The effect of fencing as bluntly-placed as this runs far deeper than simply providing a blockage. Mark Owens describes the composite effect of this fencing like this: “Thousands upon thousands of antelope that had been spread out over vast areas of the savanna were now forced by the fences to take the same migratory route to water. The grasses of the fragile rangeland were soon stomped and broken, ground into dust by the hooves of the first herds to pass. For those that followed, there was nothing to eat.”

The Kalahari’s wildebeest migration is no longer. Certainly not in the same way it could be witnessed in before the 1970s.

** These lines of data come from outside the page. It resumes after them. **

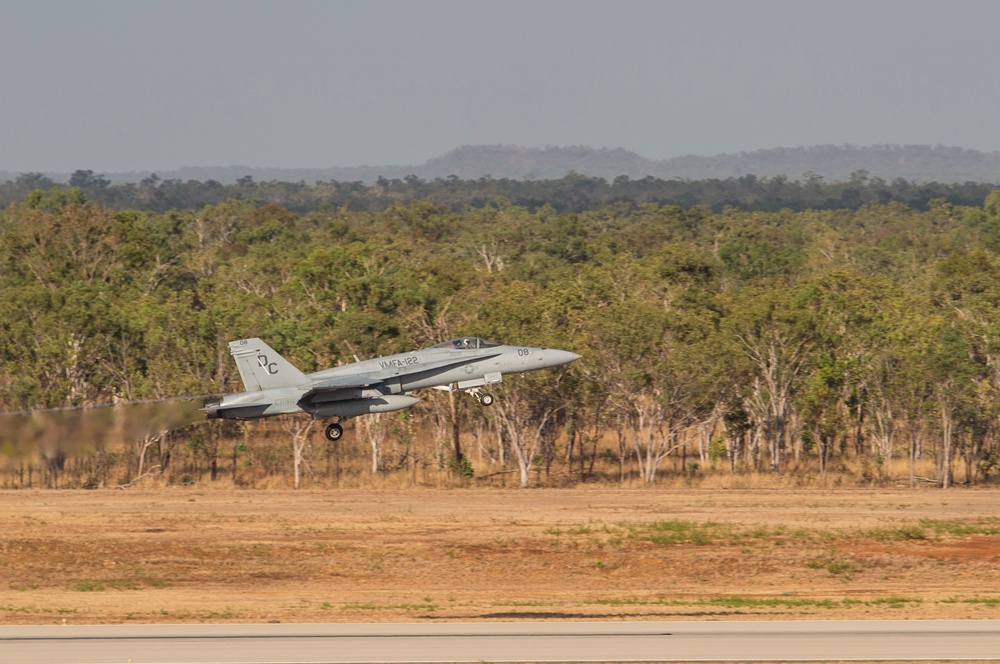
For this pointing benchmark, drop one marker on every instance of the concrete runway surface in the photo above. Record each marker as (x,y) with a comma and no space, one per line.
(820,640)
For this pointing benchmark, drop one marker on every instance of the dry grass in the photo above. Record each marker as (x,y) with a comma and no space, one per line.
(194,555)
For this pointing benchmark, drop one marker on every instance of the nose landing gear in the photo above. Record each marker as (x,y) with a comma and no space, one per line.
(334,432)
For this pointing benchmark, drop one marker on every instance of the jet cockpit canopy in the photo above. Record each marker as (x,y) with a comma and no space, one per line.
(467,343)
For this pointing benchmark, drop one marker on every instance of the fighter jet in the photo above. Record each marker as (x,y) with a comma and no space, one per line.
(275,387)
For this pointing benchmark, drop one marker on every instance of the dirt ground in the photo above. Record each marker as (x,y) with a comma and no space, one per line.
(187,555)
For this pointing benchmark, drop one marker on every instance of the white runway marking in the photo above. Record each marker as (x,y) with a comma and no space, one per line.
(821,640)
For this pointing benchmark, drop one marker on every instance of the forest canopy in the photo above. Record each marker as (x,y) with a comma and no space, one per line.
(755,339)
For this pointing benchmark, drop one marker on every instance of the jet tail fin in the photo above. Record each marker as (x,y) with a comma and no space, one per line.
(261,368)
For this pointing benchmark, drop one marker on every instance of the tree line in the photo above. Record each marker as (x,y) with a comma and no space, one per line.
(861,342)
(572,193)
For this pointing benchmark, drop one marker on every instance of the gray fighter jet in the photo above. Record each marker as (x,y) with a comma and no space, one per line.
(275,387)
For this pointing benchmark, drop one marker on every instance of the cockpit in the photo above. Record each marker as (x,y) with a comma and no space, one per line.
(466,343)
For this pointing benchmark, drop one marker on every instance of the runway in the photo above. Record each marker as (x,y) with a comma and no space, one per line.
(821,640)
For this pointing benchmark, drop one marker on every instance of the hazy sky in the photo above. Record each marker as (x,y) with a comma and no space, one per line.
(116,86)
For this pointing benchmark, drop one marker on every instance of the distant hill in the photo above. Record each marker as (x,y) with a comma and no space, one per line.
(915,163)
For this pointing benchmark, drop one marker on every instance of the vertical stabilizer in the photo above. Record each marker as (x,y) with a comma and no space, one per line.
(261,368)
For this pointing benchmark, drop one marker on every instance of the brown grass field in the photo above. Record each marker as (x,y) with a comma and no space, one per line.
(199,555)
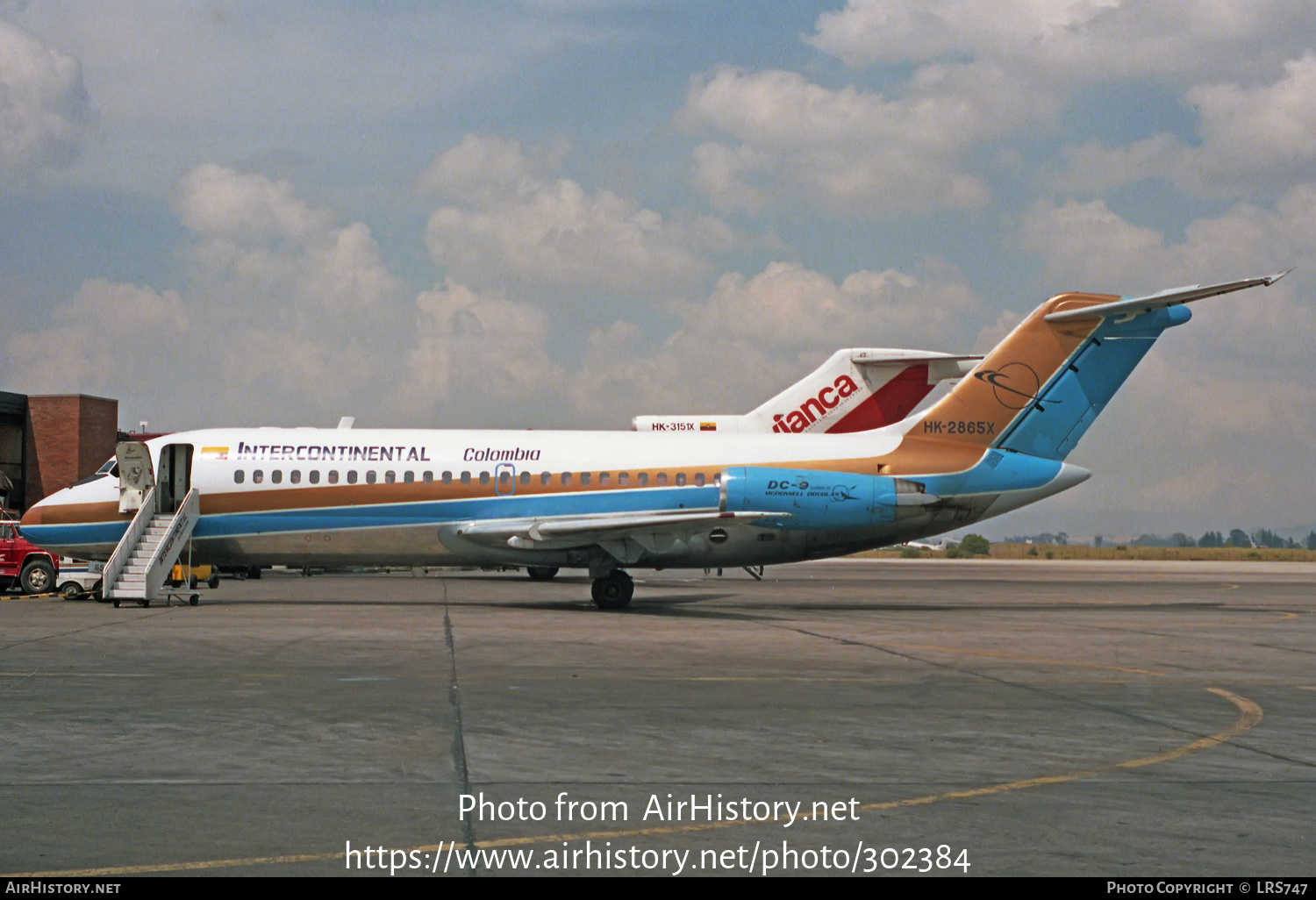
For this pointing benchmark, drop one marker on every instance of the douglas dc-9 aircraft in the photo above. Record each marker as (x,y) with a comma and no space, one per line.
(615,500)
(855,389)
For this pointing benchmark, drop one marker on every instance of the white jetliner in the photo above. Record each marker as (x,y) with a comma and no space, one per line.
(855,389)
(615,500)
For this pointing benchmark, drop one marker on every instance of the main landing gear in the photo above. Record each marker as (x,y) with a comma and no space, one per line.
(613,591)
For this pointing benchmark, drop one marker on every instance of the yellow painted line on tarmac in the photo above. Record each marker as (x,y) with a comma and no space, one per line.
(1249,713)
(1021,658)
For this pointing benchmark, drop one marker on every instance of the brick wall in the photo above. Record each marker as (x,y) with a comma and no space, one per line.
(68,437)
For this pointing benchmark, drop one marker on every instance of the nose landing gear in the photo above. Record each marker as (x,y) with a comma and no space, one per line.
(613,591)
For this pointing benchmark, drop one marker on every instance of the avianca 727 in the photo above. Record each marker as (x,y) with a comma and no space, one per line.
(615,500)
(855,389)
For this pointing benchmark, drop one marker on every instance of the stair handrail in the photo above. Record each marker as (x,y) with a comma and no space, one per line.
(126,544)
(171,544)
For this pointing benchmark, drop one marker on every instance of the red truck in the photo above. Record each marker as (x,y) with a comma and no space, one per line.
(34,570)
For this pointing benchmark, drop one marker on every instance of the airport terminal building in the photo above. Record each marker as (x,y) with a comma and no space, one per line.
(47,442)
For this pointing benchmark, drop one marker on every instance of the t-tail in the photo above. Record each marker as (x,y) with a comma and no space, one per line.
(1040,389)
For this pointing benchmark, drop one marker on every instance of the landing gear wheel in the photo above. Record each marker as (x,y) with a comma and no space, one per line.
(37,576)
(612,591)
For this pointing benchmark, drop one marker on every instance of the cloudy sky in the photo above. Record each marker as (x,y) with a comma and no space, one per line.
(561,215)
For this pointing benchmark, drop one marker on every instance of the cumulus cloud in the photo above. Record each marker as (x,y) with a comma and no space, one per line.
(45,113)
(1245,133)
(91,337)
(849,150)
(1069,41)
(476,350)
(518,221)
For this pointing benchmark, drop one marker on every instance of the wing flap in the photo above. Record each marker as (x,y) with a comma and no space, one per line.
(654,531)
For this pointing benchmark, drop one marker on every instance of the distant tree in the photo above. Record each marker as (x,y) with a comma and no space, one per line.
(976,545)
(1266,539)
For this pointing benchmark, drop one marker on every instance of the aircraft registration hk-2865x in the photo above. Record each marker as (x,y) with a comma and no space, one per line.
(615,500)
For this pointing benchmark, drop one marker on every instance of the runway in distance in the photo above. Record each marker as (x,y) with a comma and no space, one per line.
(855,389)
(616,500)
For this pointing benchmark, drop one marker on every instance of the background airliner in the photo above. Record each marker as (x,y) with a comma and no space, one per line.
(855,389)
(615,500)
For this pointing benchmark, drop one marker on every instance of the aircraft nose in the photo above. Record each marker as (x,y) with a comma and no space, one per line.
(33,516)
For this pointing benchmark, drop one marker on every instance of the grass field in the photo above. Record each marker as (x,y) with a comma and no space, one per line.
(1118,552)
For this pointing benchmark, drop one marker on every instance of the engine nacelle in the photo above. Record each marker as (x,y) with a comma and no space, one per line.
(819,499)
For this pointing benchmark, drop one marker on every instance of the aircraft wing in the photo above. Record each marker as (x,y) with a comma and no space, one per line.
(1170,297)
(624,534)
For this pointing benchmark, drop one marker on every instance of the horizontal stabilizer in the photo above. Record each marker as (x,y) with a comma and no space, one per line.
(1162,299)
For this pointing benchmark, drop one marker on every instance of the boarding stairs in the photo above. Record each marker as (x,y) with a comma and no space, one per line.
(149,549)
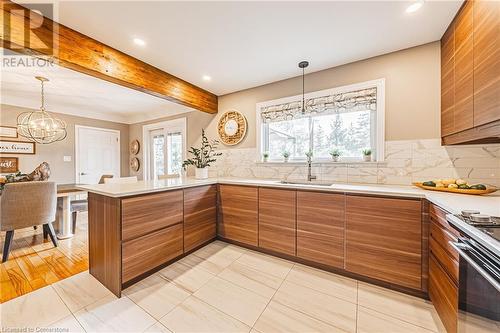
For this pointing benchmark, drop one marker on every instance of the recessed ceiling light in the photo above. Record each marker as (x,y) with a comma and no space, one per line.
(415,6)
(138,41)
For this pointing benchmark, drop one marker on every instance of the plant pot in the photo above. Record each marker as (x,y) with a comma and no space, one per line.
(201,173)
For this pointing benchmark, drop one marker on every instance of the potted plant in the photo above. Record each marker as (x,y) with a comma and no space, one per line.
(286,155)
(335,154)
(367,155)
(202,157)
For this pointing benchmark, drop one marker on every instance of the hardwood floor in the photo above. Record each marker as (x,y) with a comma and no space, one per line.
(34,263)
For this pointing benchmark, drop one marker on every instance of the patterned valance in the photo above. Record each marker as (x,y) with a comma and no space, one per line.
(359,100)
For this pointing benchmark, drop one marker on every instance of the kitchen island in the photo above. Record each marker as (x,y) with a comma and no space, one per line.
(376,233)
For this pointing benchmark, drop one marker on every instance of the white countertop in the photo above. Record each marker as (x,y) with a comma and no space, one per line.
(453,203)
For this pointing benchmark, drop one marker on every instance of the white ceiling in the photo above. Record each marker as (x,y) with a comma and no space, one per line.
(78,94)
(246,44)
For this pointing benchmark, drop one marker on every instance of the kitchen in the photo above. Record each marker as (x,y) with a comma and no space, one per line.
(334,235)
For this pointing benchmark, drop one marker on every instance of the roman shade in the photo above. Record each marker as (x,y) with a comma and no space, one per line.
(359,100)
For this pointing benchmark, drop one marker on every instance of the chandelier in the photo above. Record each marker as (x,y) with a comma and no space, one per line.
(39,126)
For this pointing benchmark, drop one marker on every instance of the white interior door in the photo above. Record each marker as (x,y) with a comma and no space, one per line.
(97,154)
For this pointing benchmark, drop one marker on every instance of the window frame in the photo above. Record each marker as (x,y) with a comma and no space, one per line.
(262,130)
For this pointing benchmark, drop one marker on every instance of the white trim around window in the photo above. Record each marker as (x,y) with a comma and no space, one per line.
(174,125)
(380,114)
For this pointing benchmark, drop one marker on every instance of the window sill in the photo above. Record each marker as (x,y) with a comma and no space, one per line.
(340,163)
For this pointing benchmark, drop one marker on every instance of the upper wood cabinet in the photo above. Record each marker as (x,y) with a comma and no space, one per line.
(200,215)
(238,213)
(277,230)
(320,227)
(384,239)
(470,75)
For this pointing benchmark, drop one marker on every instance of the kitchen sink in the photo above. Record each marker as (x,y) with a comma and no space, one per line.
(305,183)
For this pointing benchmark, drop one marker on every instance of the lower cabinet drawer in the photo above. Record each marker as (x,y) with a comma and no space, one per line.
(149,251)
(444,295)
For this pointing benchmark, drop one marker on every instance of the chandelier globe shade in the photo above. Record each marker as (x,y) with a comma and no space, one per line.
(40,126)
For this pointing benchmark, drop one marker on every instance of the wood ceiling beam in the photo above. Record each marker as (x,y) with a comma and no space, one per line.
(27,32)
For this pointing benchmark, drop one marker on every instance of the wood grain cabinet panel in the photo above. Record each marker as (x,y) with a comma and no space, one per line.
(144,214)
(320,227)
(200,215)
(384,239)
(277,230)
(150,251)
(486,61)
(464,64)
(444,295)
(238,209)
(448,81)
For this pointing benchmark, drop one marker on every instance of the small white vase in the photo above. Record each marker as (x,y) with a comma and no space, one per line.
(201,173)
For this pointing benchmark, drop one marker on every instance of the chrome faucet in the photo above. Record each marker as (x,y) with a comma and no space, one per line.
(310,177)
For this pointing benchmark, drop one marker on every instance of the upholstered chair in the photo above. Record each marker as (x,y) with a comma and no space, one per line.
(25,205)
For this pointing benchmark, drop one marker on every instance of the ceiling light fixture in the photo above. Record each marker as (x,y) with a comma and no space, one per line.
(415,6)
(140,42)
(303,65)
(39,126)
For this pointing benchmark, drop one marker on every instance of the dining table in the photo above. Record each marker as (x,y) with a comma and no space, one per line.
(64,224)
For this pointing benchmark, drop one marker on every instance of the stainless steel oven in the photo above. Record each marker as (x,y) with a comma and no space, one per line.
(479,287)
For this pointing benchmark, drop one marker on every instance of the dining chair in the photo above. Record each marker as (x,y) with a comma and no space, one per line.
(121,180)
(27,204)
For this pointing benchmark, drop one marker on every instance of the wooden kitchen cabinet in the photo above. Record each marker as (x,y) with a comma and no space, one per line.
(238,214)
(444,295)
(486,61)
(200,215)
(320,227)
(150,251)
(384,239)
(277,230)
(470,75)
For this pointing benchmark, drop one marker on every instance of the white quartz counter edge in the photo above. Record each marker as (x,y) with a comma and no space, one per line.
(453,203)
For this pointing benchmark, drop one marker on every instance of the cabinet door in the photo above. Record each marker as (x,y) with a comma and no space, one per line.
(238,213)
(464,61)
(200,215)
(142,254)
(320,227)
(384,239)
(147,213)
(448,80)
(277,230)
(486,61)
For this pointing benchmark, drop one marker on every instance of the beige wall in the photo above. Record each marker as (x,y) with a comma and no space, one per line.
(412,95)
(63,172)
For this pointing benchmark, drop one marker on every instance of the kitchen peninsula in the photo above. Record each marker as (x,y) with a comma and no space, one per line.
(375,233)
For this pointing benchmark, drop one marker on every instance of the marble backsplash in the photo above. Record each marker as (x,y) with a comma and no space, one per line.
(405,162)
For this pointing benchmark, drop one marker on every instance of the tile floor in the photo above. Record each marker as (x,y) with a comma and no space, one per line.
(223,288)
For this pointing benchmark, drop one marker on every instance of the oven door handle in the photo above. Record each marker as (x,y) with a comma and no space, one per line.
(461,248)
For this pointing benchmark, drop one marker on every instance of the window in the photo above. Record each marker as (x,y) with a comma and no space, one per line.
(348,118)
(164,148)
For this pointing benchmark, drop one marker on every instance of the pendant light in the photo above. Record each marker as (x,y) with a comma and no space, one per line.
(39,126)
(303,65)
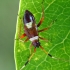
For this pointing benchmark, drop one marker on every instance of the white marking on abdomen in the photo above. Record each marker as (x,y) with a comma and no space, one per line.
(29,25)
(33,38)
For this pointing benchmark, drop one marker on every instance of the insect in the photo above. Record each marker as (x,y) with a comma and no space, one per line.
(32,33)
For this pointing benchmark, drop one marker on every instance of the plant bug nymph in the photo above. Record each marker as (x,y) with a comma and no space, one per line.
(32,33)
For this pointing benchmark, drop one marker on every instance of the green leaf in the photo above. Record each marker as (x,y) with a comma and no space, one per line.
(58,36)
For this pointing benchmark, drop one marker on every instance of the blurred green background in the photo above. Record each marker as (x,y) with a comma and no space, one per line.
(8,17)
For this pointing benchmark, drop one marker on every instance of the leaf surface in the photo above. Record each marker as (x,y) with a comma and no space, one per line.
(58,36)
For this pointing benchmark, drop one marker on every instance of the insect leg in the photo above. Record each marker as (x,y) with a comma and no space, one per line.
(43,39)
(42,18)
(29,59)
(47,27)
(48,53)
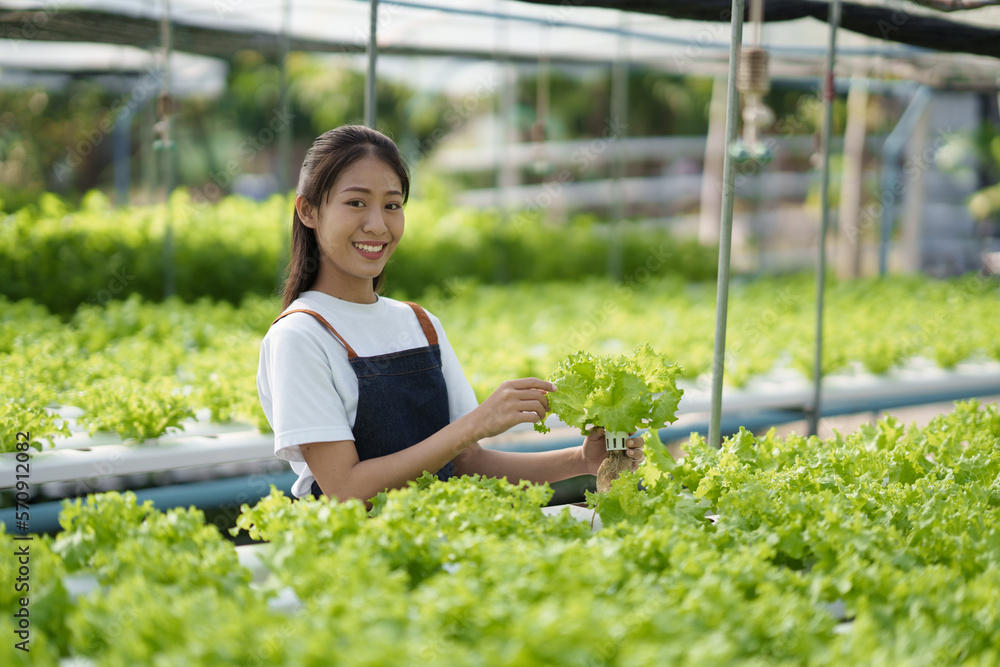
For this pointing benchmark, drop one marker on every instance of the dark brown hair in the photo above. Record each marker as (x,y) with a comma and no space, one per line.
(330,154)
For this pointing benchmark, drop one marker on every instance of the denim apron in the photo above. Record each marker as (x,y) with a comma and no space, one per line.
(402,396)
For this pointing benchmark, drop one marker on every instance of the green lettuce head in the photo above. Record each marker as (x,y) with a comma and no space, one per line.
(620,392)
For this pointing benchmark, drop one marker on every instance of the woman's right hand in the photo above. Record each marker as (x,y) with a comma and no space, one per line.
(514,402)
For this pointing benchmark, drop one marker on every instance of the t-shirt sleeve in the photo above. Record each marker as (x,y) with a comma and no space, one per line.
(461,397)
(296,385)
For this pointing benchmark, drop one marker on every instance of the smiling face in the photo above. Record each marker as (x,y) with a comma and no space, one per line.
(357,228)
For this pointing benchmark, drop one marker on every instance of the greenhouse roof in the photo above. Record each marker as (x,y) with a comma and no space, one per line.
(687,37)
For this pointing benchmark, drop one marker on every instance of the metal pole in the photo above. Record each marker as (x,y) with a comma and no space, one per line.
(284,134)
(824,214)
(166,145)
(726,229)
(892,149)
(618,127)
(370,79)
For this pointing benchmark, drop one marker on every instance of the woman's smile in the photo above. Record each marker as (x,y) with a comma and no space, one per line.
(371,250)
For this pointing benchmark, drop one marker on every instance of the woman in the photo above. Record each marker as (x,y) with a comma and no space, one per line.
(363,392)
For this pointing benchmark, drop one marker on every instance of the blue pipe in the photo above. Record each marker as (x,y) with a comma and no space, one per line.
(211,494)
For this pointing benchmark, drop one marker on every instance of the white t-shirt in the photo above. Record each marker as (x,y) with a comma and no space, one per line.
(307,387)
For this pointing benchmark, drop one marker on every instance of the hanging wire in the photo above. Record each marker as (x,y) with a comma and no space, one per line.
(754,83)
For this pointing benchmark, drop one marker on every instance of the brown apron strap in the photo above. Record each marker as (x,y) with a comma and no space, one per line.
(351,354)
(425,323)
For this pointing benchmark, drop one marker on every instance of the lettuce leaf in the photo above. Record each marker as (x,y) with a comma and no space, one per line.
(619,392)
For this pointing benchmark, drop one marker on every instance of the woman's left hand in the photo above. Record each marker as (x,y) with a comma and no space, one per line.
(595,450)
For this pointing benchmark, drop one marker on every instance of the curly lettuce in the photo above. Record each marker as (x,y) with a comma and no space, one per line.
(619,392)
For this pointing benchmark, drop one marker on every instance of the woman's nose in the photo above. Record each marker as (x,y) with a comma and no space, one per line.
(375,221)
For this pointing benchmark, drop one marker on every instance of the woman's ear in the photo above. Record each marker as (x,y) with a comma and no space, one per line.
(307,214)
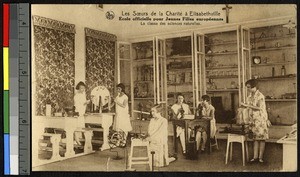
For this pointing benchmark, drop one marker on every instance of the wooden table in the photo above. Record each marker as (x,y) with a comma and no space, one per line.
(69,125)
(103,119)
(185,123)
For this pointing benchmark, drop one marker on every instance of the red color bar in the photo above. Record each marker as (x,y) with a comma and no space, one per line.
(5,25)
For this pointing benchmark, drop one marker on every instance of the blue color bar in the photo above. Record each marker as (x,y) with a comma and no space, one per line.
(6,155)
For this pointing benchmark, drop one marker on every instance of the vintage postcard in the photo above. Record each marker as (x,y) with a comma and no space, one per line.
(164,87)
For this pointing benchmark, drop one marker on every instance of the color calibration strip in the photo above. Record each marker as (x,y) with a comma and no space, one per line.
(6,89)
(16,82)
(14,89)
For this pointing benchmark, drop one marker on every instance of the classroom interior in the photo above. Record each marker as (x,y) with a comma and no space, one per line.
(71,43)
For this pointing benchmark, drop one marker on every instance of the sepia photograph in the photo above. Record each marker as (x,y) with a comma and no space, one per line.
(164,87)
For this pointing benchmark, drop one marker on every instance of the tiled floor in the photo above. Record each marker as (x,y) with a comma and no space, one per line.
(102,161)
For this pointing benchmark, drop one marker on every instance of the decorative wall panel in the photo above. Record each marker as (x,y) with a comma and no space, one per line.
(54,63)
(100,60)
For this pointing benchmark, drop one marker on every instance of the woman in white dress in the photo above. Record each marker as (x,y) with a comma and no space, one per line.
(158,137)
(208,112)
(80,103)
(122,119)
(178,109)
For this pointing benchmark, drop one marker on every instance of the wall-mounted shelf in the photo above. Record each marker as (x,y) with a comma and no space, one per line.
(184,83)
(221,67)
(221,43)
(274,48)
(180,69)
(278,77)
(280,100)
(272,38)
(221,53)
(222,77)
(137,81)
(174,57)
(273,64)
(145,98)
(143,59)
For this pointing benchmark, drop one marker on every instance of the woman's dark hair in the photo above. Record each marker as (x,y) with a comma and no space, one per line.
(122,86)
(178,95)
(205,98)
(252,82)
(158,107)
(80,84)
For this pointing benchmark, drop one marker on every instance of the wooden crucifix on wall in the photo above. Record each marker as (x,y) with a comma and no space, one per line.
(227,9)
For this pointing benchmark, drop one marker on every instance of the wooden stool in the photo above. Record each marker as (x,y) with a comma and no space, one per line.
(216,142)
(238,139)
(139,160)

Fencing in conservation: if its to be used, it must be well thought out

The demise of the Kalahari’s wildebeest migration is a devastating indication as to the destructive capabilities of five feet of wired fencing. Obviously, the fence built north of the Kalahari game reserve was not designed to aid conservation. In fact, it was designed to curb the Kalahari wildebeest’s natural behaviour.

Wildlife Conservation Fencing

Fencing and its place in conservation cannot be condemned for this major mis-use. However, it does teach humanity an important lesson. Our actions have consequences that often and in the immediacy of our decision’s being made, we cannot see.

Those consequences can have disastrous consequences. If we are to do something to affect the natural world, think first, do our research and step sheepishly at the first. We are still learning the ways of the wilder parts of the world.